Sleutelprogrammering.


Deze functie wordt gebruikt om extra hoofd‐sleutel of sub‐sleutels te registreren in het inmobilizer systeem

Opmerking:

Test voorvereisten.

Procedure:

  1. Kies de functie: Sleutelprogrammering.

  2. Dialoogvenster: Motor uit, ontsteking aan, zie hulp voor verdere informatie. Druk op OK om door te gaan.

  3. Dialoogvenster: Hoofd‐sleutel in het contactslot en ontsteking aan, bevestig met OK.

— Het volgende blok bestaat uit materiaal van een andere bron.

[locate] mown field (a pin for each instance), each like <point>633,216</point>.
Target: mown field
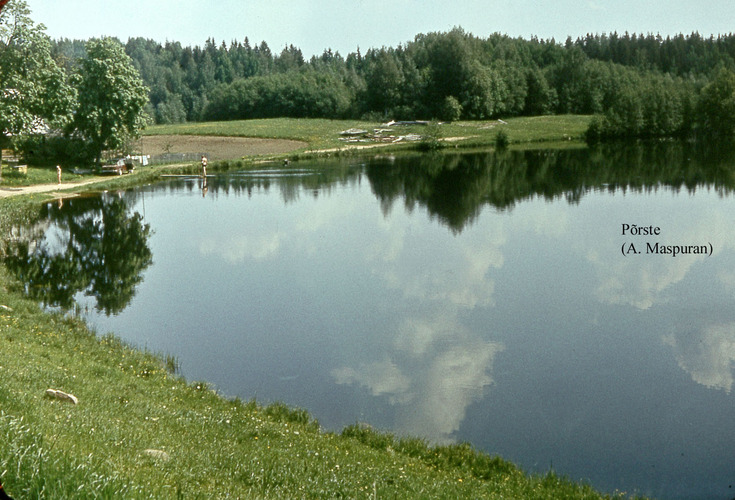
<point>325,134</point>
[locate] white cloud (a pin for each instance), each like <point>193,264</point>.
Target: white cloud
<point>706,355</point>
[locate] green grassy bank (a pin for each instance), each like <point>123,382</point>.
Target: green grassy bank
<point>141,431</point>
<point>325,134</point>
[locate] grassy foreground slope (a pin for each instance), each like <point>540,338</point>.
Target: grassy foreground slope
<point>140,432</point>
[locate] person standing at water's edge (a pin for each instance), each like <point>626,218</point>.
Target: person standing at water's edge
<point>3,495</point>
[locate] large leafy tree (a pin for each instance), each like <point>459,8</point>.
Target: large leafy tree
<point>112,97</point>
<point>33,88</point>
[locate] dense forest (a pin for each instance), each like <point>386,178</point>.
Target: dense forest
<point>638,85</point>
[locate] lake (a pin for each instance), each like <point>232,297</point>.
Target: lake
<point>471,297</point>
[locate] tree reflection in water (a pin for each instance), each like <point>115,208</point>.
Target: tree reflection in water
<point>92,245</point>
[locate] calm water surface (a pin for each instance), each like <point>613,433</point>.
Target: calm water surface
<point>462,298</point>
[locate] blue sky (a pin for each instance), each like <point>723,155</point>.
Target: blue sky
<point>345,25</point>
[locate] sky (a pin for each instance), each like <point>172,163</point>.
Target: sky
<point>346,25</point>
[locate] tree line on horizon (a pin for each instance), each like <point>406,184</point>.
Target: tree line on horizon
<point>637,85</point>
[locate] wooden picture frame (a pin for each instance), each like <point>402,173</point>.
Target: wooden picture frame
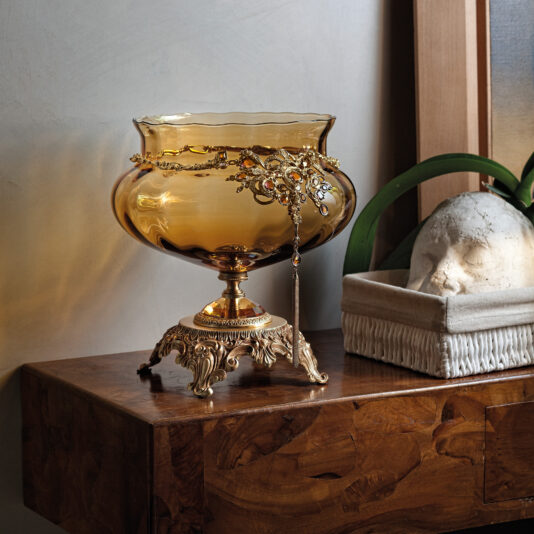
<point>452,73</point>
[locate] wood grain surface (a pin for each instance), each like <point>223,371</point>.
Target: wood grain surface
<point>509,452</point>
<point>378,449</point>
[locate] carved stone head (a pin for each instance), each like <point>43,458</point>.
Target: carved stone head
<point>473,243</point>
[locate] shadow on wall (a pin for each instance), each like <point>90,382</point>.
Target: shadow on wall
<point>65,268</point>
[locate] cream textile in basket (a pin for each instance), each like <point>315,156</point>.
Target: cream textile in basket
<point>446,337</point>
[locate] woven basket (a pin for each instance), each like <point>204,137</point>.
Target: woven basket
<point>446,337</point>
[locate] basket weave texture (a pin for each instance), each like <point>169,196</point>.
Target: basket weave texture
<point>446,337</point>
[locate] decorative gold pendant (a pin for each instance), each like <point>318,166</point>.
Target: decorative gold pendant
<point>211,353</point>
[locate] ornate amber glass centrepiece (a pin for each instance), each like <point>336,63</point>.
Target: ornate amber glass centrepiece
<point>234,192</point>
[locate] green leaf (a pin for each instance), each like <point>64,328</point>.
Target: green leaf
<point>401,256</point>
<point>529,166</point>
<point>360,246</point>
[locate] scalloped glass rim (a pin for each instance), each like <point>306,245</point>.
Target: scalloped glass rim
<point>239,117</point>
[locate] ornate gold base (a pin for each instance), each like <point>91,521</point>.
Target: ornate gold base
<point>210,353</point>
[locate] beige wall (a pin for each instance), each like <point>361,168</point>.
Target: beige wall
<point>72,75</point>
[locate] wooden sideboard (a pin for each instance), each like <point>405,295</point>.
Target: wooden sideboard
<point>377,449</point>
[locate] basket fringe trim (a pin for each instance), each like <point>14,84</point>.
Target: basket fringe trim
<point>439,353</point>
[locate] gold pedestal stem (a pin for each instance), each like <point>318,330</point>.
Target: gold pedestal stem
<point>233,292</point>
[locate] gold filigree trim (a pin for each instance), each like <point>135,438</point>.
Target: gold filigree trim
<point>210,355</point>
<point>282,176</point>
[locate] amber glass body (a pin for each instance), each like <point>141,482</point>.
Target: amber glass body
<point>199,216</point>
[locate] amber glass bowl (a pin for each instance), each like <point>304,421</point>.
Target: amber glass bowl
<point>199,216</point>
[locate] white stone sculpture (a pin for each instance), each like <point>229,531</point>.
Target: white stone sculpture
<point>473,243</point>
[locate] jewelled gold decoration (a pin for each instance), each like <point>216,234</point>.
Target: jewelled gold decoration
<point>212,353</point>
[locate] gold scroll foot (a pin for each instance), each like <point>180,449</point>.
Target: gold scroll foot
<point>210,354</point>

    • Druk op afbreken om het programmeren te verlaten.

  4. Dialoogvenster: Kies sleutel.

  5. Kies of de nieuwe sleutel een master‐ of een subsleutel moet worden, en druk op OK.

    • Druk op afbreken om het programmeren te verlaten.

  6. Dialoogvenster: Druk op OK en draai dan de ontsteking uit, verwijder de hoofd‐sleutel en steek de sleutel die geprogrammeerd moet worden erin (ontsteking moet uitzijn) binnen 20 sec.

    • Opmerking: Programmering zal mislukken als de tijdslimiet overschreden wordt.

    • Opmerking: Draai de ontsteking niet uit voordat u op OK gedrukt heeft.

    • Opmerking: Ontsteking moet uit zijn wanneer de nieuwe sleutel geprogrammeerd wordt.

  7. Dialoogvenster: Wanneer de veiligheidsindicator stopt met knipperen, ong. 60 sec., draai het contact aan en druk op OK.

    • De veiligheidsindicator bevindt zich op het instrumentpaneel.

  8. Een dialoogvenster toont het aantal geprogrammeerde zend‐/ontvangsleutels en sleuteldiscriminatie.